Moreover, the most recent conflict between Israeli and Palestinian forces in Gaza (that commenced in July of this year) has further destabilised the health network across the two regions, causing further infrastructural and apparatus damage, and creating widespread displacement across the region. Largely overwhelmed by this latest episode of violence, the health system is now experiencing additional strain on chronically declining resources, increasing and exposing its dependency on external channels and agencies and further fragmenting the availability and delivery of health care.

With so many averse factors at play across the oPt, we are often exposed to the idea that guaranteeing the health and well-being for both the current and future population is something of a futile task- but by no means should this be considered an impossibility.

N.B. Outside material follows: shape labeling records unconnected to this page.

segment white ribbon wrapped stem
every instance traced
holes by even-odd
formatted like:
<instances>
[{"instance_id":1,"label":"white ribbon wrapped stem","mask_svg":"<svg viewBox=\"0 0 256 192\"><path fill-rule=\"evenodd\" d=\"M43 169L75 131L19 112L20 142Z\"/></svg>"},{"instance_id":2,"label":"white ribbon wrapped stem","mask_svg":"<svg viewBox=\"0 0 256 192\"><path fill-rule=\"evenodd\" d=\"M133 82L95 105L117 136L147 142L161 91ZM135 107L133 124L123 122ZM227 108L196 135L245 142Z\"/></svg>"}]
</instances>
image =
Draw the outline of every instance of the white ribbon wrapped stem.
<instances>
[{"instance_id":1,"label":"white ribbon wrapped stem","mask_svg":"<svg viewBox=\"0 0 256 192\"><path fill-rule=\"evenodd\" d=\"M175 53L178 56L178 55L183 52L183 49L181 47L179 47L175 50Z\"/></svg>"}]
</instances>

The paper ‘A health system under siege: ensuring equity across the continuum of care within the occupied Palestinian territories’ presents the current context in which health services operate across the oPt, exploring pertinent issues and impacts generated as a consequence of the disjointed system of health provision: a system that is markedly fragmented, disorganised, and inefficient in providing safe, affordable and timely care. Inherent facility-based deficiencies, the prevalence of unsafe clinical practices, substantial regional inequities reinforced by the imbalance in the provision of care by the various extant providers (within a markedly regressive health financing system), and excessive physical barriers sustained as a consequence of political animosity, contribute to a system that adversely effects secured health provision for many sects of the Palestinian population.

The volatile political environment, however, should not allow for compliance in allowing for the health status of many sections of the population to be compromised : progress is possible, despite the odds. Encouraging increased co-ordination and communication between health care providers and other partner sectors can help to build a more cost efficient and system across the oPt; developing pro-poor financing schemes can help to alleviate some of the financial burden faced by many pockets of the populace; and building upon existing initiatives to establish a more cohesive and integrated data collection and management system can provide a more informed evidence base, fundamental in pushing for the development of a more equitably-led health care system.

This assessment makes one thing clear: now, more than ever, we are facing a situation of deteriorating status. Without implementing a more definite co-ordinated, and pragmatic approach to health care provision across the territories, and developing a more regionally focused analysis, we are likely to see increased deterioration in the health status of the Palestinian population- a situation we cannot, and should not, allow to become a reality any longer.